I have learned that washing machines are also dual purpose. World War II veteran and farmer Richard told me about the time he made butter in the washer when a long-winded blizzard isolated the farmstead for three or four days. The cream that had been separated would spoil unless something was done.
Over his wife’s considerable objections, the cream was poured into the washer. It churned out a good product and greased the machine’s inner workings at the same time. The washing machine worked better after returning to its original use than before.
Fall festivals organized by a couple churches in this region offer a complete menu of red cabbage, potatoes, ham, spatzle, sausage, and sauerbraten, which at its core is a pot roast marinated in herbs, spices, and wine vinegar. The feasts’ popularity nearly rivals the lutefisk feeds that other churches have held for years.
A Protestant church in Kenyon, Minnesota, features the best in German desserts served by volunteers dressed in European clothes.

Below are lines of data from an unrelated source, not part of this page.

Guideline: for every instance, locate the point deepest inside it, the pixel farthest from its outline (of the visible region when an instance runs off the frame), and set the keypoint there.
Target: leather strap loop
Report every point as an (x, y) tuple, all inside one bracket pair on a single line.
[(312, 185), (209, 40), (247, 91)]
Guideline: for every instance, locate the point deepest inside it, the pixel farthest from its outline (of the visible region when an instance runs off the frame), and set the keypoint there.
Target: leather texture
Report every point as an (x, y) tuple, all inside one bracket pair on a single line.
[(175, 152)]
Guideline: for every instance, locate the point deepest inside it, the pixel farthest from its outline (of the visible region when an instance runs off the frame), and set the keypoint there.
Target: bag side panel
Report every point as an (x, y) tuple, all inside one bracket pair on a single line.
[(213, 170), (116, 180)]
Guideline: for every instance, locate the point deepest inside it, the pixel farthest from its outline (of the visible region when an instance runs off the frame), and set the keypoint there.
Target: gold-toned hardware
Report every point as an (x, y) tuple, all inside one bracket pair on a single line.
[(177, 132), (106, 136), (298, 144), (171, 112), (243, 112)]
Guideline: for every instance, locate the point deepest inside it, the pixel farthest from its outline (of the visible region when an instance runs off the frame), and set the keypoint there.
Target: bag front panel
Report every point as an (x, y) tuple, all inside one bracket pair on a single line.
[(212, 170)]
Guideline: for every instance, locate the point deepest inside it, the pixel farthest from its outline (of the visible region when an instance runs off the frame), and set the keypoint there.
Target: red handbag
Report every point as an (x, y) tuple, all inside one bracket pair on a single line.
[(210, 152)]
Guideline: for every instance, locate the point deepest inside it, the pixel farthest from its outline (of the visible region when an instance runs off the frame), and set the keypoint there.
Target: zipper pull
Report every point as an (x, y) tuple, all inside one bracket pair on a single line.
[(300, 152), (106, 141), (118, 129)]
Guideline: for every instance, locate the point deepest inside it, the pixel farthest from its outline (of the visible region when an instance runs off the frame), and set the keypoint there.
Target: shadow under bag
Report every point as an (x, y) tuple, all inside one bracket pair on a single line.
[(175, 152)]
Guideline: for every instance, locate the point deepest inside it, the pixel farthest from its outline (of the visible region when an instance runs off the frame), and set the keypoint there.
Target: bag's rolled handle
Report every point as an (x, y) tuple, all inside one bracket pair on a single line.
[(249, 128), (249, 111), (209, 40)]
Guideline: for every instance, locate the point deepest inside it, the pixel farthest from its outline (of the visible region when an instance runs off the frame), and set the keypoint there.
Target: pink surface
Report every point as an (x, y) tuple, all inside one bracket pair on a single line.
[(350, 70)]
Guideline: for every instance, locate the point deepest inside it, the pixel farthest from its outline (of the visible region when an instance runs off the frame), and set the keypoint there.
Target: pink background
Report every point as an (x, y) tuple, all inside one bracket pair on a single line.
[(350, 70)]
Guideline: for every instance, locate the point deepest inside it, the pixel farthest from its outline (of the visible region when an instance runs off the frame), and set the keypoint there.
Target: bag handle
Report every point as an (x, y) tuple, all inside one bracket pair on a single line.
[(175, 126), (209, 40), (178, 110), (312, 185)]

It seems people are willing to tinker with basic sauerkraut by adding ingredients of questionable worth. Another church in southeast Minnesota served it with spicy peppers mixed in. The result, as one can easily imagine, is a combustible culinary mixture that ought to be draw the interest of the federal Food and Drug Administration.
Food has been on my mind more than usual these days since Kathy has left on a seven-day jaunt to the East Coast for a religious conference. She left behind leftovers and cautions about not eating too many things that are not good for me.
Sweet corn (and the butter and salt that accompanies the ears) was the first on the list along with others.
When the cat is away the mouse will play. Corn, kraut and pork hocks served as one meal before the leftovers. The fridge, it was made known, needed to be emptied so it could be more easily cleaned.
All that was left after the third day was cold cereal, bread and milk, which was Kathy’s 2%, reduced fat ultrafiltered and lactose free. It did not taste like the 2% milk that I had grown used to. I complained, when the switch was made from whole milk, that the 2% was nothing like what I had grown up with.
Real milk was dipped from the bulk tank with cream rising to the top in the refrigerator. I have grown accustomed to the change, but the ultra-filtered, lactose-free product is a step too far.
The doctor says that my goal should be to lose 20 pounds to ease back and hip pain. The news led to a discussion among my friends about the things they have tried.
Keith said he drinks vinegar diluted with water each day and it works. If only the same could be said for sauerkraut, potatoes and pork.
Mychal Wilmes is the retired managing editor of Agri News. He lives in West Concord, Minn., with his wife, Kathy.